Ce thriller sanglant et brutal se déroule dans le cadre enchanteur d’une jolie petite banlieue de l’Arizona tout ce qu’il y a de plus ordinaire. Les cartels mexicains promettent souvent mer et monde à tout un tas de pauvres gens, leur faisant passer la frontière en douce pour les rançonner ensuite — en espérant que quelqu’un ait les moyens de payer pour eux. Un groupe d’hommes est victime de ce racket plutôt lucratif, et les voilà enfermés dans une cave quelque part en sol américain, dévêtus, battus et violentés, puisque les gens qui les retiennent espèrent leur soutirer davantage d’argent. Le personnage de Manolo, un futur père aspirant à une vie meilleure pour sa femme et son enfant à naître, est campé de brillante façon par Johnathan Sousa, qu’on a pu voir dans WEREWOMAN. Quant à Wyler, c’est un individu sans pitié, forcé de jouer les tortionnaires pour le compte du cartel, interprété par Paulino Nunes (BROOKLYN, NARC). Humiliés, brisés, montés les uns contre les autres, ces captifs réalisent peu à peu que leur seule chance de se sortir d’un tel enfer est de travailler tous ensemble. En outre, Manolo veut coûte que coûte récupérer son épouse tombée entre les griffes de Wyler…

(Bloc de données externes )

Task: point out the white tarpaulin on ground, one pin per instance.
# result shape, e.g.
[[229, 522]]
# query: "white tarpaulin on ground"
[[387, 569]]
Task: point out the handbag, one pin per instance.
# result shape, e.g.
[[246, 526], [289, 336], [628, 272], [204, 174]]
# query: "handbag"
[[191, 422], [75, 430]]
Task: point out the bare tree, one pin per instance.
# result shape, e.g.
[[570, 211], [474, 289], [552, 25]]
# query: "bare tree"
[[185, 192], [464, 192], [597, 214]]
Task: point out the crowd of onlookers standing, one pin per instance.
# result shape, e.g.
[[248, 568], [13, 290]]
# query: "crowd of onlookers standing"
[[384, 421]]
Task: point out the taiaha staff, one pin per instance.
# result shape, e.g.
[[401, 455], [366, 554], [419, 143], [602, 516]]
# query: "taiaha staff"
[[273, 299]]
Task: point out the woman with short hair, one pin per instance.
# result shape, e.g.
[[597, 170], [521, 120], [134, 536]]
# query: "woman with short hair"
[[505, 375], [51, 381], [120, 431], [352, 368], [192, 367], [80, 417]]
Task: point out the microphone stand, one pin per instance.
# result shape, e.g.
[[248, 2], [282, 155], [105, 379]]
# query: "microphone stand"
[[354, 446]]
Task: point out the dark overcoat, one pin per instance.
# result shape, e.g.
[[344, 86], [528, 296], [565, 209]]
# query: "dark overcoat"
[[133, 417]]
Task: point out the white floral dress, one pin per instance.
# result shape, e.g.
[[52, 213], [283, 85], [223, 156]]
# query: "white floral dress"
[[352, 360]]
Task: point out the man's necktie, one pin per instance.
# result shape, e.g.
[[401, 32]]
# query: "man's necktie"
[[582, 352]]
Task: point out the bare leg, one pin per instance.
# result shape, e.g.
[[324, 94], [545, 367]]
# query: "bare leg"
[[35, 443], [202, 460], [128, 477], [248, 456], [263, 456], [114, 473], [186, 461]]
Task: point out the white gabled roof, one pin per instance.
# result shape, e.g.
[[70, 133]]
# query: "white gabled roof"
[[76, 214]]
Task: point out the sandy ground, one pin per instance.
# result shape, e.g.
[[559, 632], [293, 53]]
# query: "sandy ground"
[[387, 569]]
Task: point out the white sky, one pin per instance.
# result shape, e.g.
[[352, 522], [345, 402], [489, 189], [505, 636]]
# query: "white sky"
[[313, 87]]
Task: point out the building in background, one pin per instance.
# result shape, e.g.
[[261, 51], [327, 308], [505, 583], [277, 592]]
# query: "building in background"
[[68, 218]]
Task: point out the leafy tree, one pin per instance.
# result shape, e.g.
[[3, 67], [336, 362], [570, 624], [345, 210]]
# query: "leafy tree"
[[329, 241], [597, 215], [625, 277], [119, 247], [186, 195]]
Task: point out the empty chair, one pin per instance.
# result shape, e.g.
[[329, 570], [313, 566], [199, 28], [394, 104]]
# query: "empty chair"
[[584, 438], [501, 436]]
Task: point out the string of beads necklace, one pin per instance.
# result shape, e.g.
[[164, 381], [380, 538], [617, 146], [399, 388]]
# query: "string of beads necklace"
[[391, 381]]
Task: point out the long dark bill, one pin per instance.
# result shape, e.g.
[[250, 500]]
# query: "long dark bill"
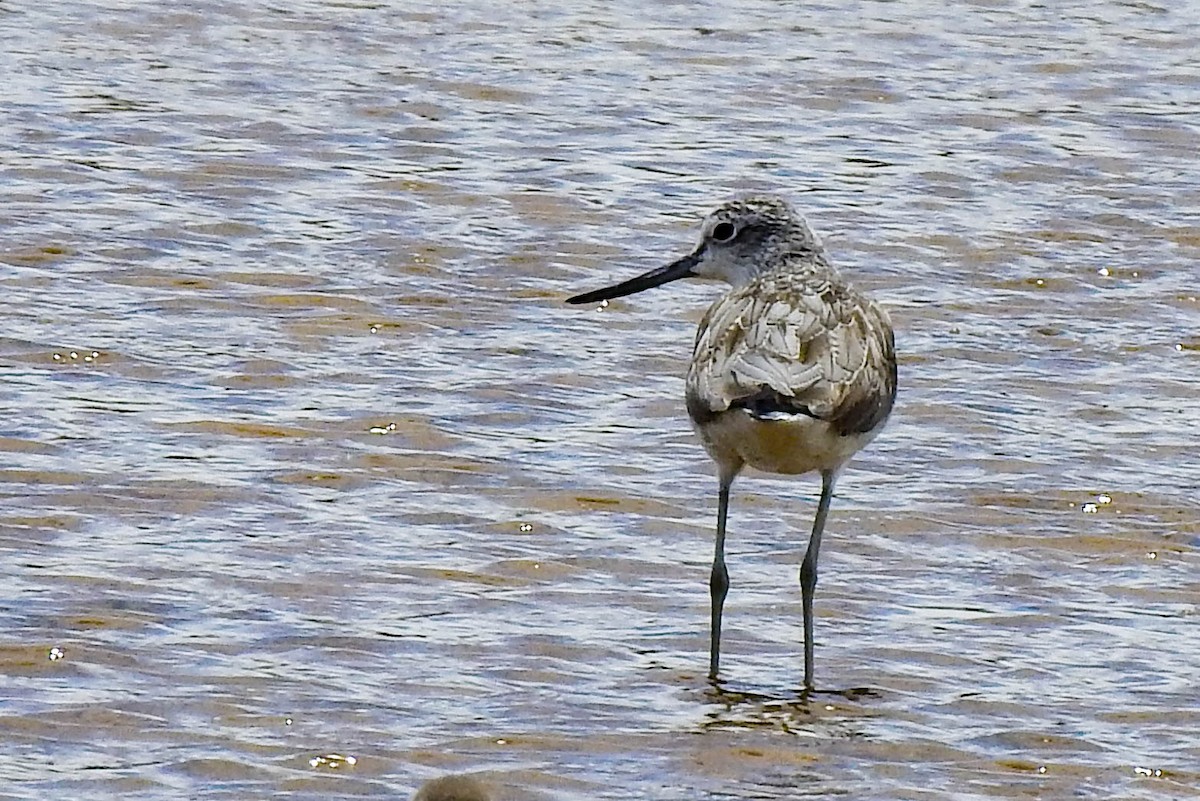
[[673, 271]]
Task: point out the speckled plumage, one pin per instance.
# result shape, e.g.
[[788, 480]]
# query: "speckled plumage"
[[793, 371]]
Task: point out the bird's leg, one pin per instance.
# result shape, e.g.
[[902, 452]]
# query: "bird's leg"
[[809, 571], [719, 580]]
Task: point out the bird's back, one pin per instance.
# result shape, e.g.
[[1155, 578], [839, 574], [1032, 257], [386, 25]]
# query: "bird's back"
[[801, 348]]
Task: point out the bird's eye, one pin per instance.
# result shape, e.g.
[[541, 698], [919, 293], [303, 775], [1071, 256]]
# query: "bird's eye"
[[724, 232]]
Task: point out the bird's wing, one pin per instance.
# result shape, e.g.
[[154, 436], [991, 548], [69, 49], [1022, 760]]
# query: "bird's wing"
[[796, 344]]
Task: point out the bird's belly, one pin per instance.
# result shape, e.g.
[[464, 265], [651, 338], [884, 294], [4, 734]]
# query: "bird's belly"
[[793, 445]]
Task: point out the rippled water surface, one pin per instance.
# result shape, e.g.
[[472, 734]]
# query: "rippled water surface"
[[313, 487]]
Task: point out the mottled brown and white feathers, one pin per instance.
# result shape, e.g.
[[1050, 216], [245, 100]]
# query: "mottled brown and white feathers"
[[791, 347]]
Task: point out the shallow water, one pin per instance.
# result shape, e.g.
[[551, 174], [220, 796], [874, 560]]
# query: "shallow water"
[[307, 461]]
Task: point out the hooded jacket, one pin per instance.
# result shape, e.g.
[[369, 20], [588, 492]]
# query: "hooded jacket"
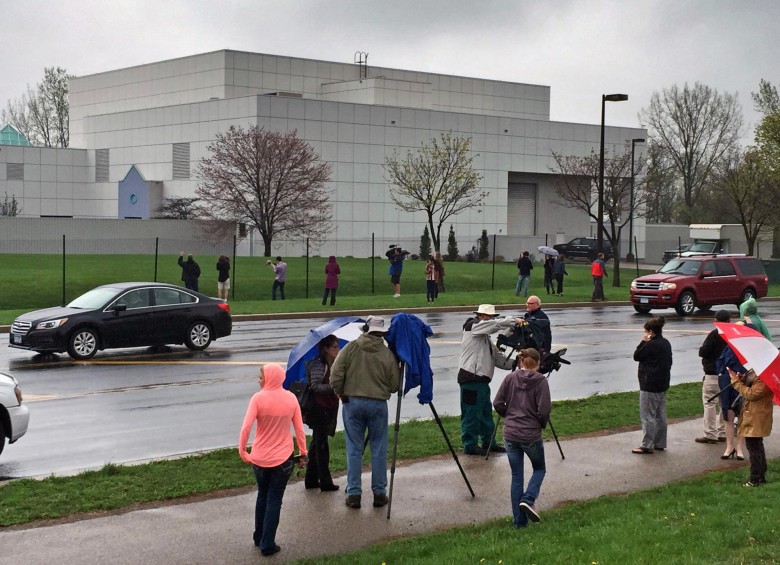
[[478, 356], [524, 400], [365, 368], [272, 409]]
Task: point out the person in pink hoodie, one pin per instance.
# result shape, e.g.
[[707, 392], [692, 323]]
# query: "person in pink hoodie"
[[272, 411]]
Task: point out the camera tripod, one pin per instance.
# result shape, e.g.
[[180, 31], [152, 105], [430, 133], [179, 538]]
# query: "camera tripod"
[[552, 362]]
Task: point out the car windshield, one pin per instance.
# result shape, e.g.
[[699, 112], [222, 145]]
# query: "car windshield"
[[93, 299], [680, 267]]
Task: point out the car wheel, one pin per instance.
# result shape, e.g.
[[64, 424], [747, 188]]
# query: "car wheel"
[[198, 336], [686, 304], [747, 293], [83, 344]]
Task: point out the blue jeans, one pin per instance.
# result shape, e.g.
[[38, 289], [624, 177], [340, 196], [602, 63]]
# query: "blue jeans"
[[359, 415], [271, 482], [522, 284], [514, 452]]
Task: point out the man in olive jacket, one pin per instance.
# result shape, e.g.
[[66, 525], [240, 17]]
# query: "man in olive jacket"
[[364, 375]]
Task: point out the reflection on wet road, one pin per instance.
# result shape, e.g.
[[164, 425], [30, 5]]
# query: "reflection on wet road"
[[140, 404]]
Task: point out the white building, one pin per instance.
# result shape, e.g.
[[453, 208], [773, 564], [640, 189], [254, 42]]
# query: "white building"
[[149, 125]]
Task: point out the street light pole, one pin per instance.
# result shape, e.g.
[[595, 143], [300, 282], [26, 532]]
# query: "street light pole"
[[600, 220], [630, 255]]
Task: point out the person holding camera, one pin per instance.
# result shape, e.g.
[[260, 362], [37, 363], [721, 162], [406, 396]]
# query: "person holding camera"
[[478, 359], [364, 375], [523, 400], [654, 354], [271, 411]]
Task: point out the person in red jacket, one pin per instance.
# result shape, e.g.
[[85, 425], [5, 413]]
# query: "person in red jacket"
[[272, 410], [598, 269]]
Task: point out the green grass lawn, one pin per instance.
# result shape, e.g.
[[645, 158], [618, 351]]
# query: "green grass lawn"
[[118, 486], [29, 282]]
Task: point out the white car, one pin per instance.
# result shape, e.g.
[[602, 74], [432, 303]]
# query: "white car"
[[14, 416]]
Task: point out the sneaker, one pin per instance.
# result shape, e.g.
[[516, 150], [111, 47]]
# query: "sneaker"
[[530, 512]]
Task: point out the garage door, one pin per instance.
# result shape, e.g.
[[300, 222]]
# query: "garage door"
[[521, 209]]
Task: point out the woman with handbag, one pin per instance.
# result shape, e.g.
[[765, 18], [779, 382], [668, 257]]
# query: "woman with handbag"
[[322, 419], [271, 411]]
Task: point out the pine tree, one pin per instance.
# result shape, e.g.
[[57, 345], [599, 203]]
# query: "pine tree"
[[425, 244], [452, 246], [484, 243]]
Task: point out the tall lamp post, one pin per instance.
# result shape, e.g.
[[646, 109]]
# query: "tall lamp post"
[[600, 221], [630, 255]]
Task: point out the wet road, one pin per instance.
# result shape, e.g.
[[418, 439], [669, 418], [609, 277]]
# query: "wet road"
[[134, 405]]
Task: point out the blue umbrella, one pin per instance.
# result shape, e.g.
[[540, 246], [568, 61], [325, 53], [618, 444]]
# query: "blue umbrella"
[[346, 328]]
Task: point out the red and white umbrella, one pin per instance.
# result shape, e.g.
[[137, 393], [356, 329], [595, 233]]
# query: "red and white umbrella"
[[755, 352]]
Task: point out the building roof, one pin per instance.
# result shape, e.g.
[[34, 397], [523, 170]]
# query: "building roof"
[[9, 136]]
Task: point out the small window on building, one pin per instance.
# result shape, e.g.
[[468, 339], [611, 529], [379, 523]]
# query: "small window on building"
[[102, 162], [14, 171], [181, 161]]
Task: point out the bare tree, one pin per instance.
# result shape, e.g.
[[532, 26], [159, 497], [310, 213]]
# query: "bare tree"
[[576, 187], [437, 179], [42, 113], [747, 190], [178, 208], [697, 126], [271, 180]]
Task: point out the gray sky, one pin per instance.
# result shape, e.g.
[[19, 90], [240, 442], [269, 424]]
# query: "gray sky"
[[580, 48]]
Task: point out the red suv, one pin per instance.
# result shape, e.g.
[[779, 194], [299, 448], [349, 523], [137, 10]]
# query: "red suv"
[[685, 283]]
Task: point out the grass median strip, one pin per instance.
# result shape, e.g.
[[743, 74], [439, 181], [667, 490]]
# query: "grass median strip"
[[120, 486]]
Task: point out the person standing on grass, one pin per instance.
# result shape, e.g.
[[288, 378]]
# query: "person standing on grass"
[[523, 400], [598, 270], [430, 279], [524, 267], [364, 375], [223, 277], [478, 360], [332, 272], [559, 270], [654, 354], [271, 411], [190, 271], [755, 423], [280, 277], [710, 350]]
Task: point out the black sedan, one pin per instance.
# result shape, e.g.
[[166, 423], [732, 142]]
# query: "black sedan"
[[124, 315]]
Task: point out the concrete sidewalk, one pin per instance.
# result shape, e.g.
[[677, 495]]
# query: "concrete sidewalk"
[[429, 495]]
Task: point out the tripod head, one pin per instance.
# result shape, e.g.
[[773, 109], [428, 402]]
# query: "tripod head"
[[553, 361]]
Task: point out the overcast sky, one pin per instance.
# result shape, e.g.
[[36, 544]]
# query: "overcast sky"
[[580, 48]]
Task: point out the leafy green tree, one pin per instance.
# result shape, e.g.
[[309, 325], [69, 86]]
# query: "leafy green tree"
[[452, 246], [484, 243], [425, 244], [438, 179]]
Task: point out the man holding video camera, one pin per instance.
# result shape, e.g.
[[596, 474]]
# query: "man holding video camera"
[[396, 255], [478, 359]]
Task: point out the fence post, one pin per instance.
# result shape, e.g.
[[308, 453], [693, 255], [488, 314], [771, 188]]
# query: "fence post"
[[233, 276], [63, 270], [493, 281], [307, 267]]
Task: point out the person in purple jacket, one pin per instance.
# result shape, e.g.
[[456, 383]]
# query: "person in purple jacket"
[[332, 272], [523, 399]]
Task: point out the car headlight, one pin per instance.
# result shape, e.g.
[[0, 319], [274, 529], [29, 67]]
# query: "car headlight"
[[51, 324]]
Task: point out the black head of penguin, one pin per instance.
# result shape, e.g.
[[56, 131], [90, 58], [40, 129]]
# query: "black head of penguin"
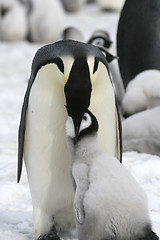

Ce premier long métrage de Felipe Rodriguez est une apothéose de tension viscérale et de claustrophobie. En contenu comme en intensité, KIDNAP CAPITAL fait penser à une version plus crue et dénudée du très populaire SICARIO (2015). Et pour ajouter encore plus d’atrocité dans ce cauchemar — le tout est inspiré de faits vécus! L’on découvre ici les dessous les plus rébarbatifs du crime organisé, et vous serez assurément sidérés par les horreurs innommables qui sont commises dans cet anodin petit sous-sol banlieusard.